A differenza del grande filosofo, io non penso però che si debba abbandonare il web per ritrovare la vita vera; una nozione che mi appare sempre più destituita di senso, o perlomeno non saprei dove cercarla. Restiamo pure in questo sottomondo – in fondo è confortevole, se postiamo la foto di un gattino guadagniamo mazzi di like – composto da consulenti di immagine e tatuatrici, personal shopper e buyer. E perché no, leggiamole le poesie di cui ci fanno dono le nostre amiche poetesse, non costano nulla, non costa nulla essere una caricatura e si riduce l'attrito.

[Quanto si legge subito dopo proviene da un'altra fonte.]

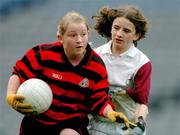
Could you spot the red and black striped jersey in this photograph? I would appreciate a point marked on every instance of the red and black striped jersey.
(77, 90)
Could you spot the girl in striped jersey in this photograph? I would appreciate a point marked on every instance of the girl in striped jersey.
(129, 69)
(76, 75)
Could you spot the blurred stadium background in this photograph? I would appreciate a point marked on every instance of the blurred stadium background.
(25, 23)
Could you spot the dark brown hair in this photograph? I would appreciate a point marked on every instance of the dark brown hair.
(106, 16)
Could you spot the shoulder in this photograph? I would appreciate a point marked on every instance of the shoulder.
(105, 48)
(141, 56)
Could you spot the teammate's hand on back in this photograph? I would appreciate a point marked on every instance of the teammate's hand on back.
(139, 130)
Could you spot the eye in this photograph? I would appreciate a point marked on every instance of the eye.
(71, 35)
(126, 30)
(115, 27)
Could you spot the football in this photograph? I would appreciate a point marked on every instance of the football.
(37, 93)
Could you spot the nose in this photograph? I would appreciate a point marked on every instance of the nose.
(79, 39)
(120, 32)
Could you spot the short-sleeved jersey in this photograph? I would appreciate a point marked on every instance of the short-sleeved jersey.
(77, 90)
(130, 70)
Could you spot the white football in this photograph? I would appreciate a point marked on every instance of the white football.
(37, 93)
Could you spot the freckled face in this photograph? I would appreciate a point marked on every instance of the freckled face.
(75, 39)
(123, 33)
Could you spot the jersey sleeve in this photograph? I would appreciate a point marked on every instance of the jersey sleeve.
(29, 66)
(140, 92)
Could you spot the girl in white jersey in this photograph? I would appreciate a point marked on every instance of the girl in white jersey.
(129, 69)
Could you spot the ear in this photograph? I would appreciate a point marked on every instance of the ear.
(59, 36)
(137, 36)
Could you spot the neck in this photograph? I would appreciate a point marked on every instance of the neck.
(75, 59)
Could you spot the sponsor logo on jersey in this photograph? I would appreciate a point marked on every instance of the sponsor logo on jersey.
(57, 76)
(84, 83)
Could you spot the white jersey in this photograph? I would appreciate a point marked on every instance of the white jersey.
(121, 72)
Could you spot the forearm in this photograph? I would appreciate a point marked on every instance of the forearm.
(13, 84)
(141, 110)
(107, 109)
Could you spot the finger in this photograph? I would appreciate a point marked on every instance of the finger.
(132, 124)
(25, 111)
(23, 105)
(19, 97)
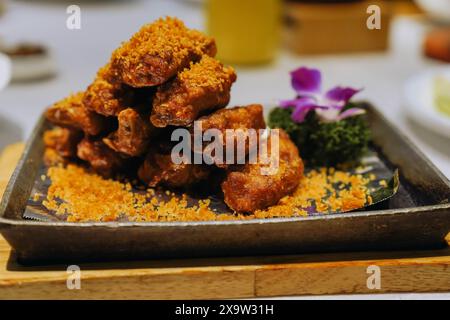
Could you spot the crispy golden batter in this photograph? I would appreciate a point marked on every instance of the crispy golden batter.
(53, 158)
(205, 86)
(159, 169)
(70, 112)
(237, 118)
(248, 190)
(133, 135)
(106, 96)
(102, 159)
(158, 51)
(63, 140)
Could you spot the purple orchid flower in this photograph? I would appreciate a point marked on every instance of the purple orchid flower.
(308, 85)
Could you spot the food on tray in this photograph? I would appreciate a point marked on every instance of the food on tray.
(159, 169)
(437, 44)
(70, 112)
(442, 95)
(327, 128)
(100, 157)
(323, 191)
(237, 118)
(159, 51)
(246, 189)
(124, 127)
(205, 86)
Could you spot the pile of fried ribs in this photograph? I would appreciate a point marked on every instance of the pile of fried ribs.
(165, 77)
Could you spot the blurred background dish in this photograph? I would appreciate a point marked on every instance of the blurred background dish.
(5, 70)
(427, 100)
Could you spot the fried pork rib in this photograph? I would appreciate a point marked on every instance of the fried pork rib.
(70, 112)
(133, 135)
(102, 159)
(240, 120)
(204, 87)
(247, 189)
(106, 96)
(158, 51)
(159, 169)
(64, 141)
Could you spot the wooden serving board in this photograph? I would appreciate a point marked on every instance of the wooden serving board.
(245, 277)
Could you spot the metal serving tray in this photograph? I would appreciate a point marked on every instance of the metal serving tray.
(418, 216)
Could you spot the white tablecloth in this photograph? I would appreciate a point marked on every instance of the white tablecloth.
(79, 53)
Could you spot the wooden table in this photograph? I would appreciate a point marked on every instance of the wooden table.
(333, 273)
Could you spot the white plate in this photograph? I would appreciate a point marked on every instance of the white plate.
(419, 102)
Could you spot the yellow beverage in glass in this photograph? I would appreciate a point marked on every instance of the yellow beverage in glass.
(246, 31)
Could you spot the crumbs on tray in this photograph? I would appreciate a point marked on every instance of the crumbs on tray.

Per goderci il web senza nostalgie residue dobbiamo però fare ancora un
piccolo passo, che ai prigionieri di Platone è mancato: liberarci dalle
catene e poi slanciarci verso le ombre, non verso l'uscita della caverna,
confonderci con il loro appannato baluginare, diventando della materia di cui sono fatti i sogni. Ombre, sì. O meglio ancora: ombre nell'ombra, come titolava un bel
romanzo di Paco Ignacio Pablo II.
E quando, con orgoglio, potremo anche noi affermare di essere un personal shopper, avremo colto l'unica opportunità che questo tempo dischiude. La mimesi, che non di rado trascolora in fiction. Altra e più solida verità non si offre, neppure nel mondo esterno fatto da disoccupati, donne di servizio, cassiere. Non corrisponde infatti all'esperienza che siamo quel che facciamo, non più almeno, ma siamo quel che gli altri ci consentono di essere, e la dogana dei social si alza a ogni bislacca figurazione. Basta possedere una narrazione elementare ed emotiva, in cui il dire non deve necessariamente allinearsi alla sostanza della cosa detta.
Con buona pace delle care vecchie maestre elementari, che, prima di diventare agenti trasformazionali in ambito psico-pedagogico, indicavano l'abbecedario alla parete e poi pronunciavano la lettera effe. E tutti noi, bambini degli anni settanta, gridavamo in coro: "Fiore!"